To be fair, Finley has been an annual recipient of training camp adoration. The results haven't always followed, especially the last two seasons.
Before suffering a season-ending injury in 2010, Finley was on pace for over 80 catches and 1,200 yards. He appeared poised to stake his claim as the NFL's next big thing at tight end, despite the injury.
But since returning in 2011, Finley has averaged roughly 58 catches and 700 yards a season, while also struggling with mental mistakes and inconsistency.
There was also his habit of providing drama-inducing sound bites at every turn.
However, the entire Finley dynamic feels different ahead of 2013.
No longer are the quotes coming from his locker the subject of daily headlines, signaling a growing sense of maturity and professionalism.
He also put on as much as 10 pounds this offseason to help as a point-of-attack blocker.
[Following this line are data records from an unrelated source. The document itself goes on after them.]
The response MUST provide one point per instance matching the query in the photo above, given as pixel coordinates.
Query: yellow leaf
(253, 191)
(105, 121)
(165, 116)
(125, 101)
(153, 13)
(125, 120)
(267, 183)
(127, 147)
He should be more than a finesse pass-catcher this season, while the extra weight should also make him harder to tackle after the catch.
The drops may still continue, and it's only reasonable to expect Finley to put a few catchable passes on the ground in 2013. But it's just as reasonable to expect Finley to see more targets and improve his numbers across the board.
The Packers offense currently has to replace targets from Greg Jennings, who signed with the Minnesota Vikings this offseason, and Donald Driver, who retired from football. The two combined for 232 targets over the last two seasons. Also gone is Tom Crabtree, the Packers' jack-of-all-trades tight end who hauled in eight catches for 203 yards and three scores in 2012.
There is suddenly an abundance of targets available, and if last Saturday's win over the St. Louis Rams was any indication, a significant percentage of those will be there for Finley's taking.
Over just three offensives series, Finley caught four passes on five targets for 78 yards. The one time Rodgers failed to connect with Finley came on a deep seam pass that sailed on the Packers quarterback. Had it been an accurate throw, a wide open Finley might have walked into the end zone.
The presence of play action certainly helped the Rodgers-to-Finley connection in St. Louis.
Thanks in large part to Eddie Lacy's 40 rushing yards on eight carries, Rodgers was able to complete 6-of-8 passes for 107 yards (116.7 passer rating) when employing a play-action fake. Three of those completions went to Finley, including hookups of 25 and 33 yards.
The 33-yard completion might have been the best example of how an improved play-action offense can help Finley dominate the middle of the field.
On Finley's final series, the Packers faced a 2nd-and-7 at their own 32-yard line. Green Bay lined up in the shotgun formation on both first and second down, with Finley as the in-line tight end, Lacy in the backfield and three receivers.
On first down, Lacy ran inside for three yards. On second, the Packers faked to Lacy, which drew both linebackers in and created a huge opening in the middle of the field. With the slot cornerback on the blitz, Finley turned his head as the hot receiver and Rodgers found him for an easy pitch-and-catch.
The Packers rarely created these kind of openings last season off play action, in large part because defenses simply didn't respect the run game. With Lacy in town, and late-season spark plug DuJuan Harris back in the mix, the Packers now have a rushing attack that defenses must at least pay attention to.
Finley conceded that fact.
“Not only for me, for the perimeter guys period," Finley said when asked how the run game will open up things in the passing game, via Vandermause. "We’ve got (Eddie) Lacy back there, we’ve got (DuJuan) Harris. It’s going to be nice to see how they’re going to play us this year.”
Most observers of the Packers, both close and far, remain weary of Finley, and that's probably fair. The hype train following Finley has become an annual tradition in August, only to have the enigmatic tight end fail to reach the sky-high expectations and potential once the lights come on.
This season feels different. The praise for Finley has been too widespread and genuine, and the results have been abundantly clear, both on the practice field and during the preseason. Maybe, just maybe, the maturity light bulb has come on, too.
Too many factors are in Finley's corner for him to put together another marginal season. In a contract year, Finley has all the ingredients necessary to finally produce his breakout campaign.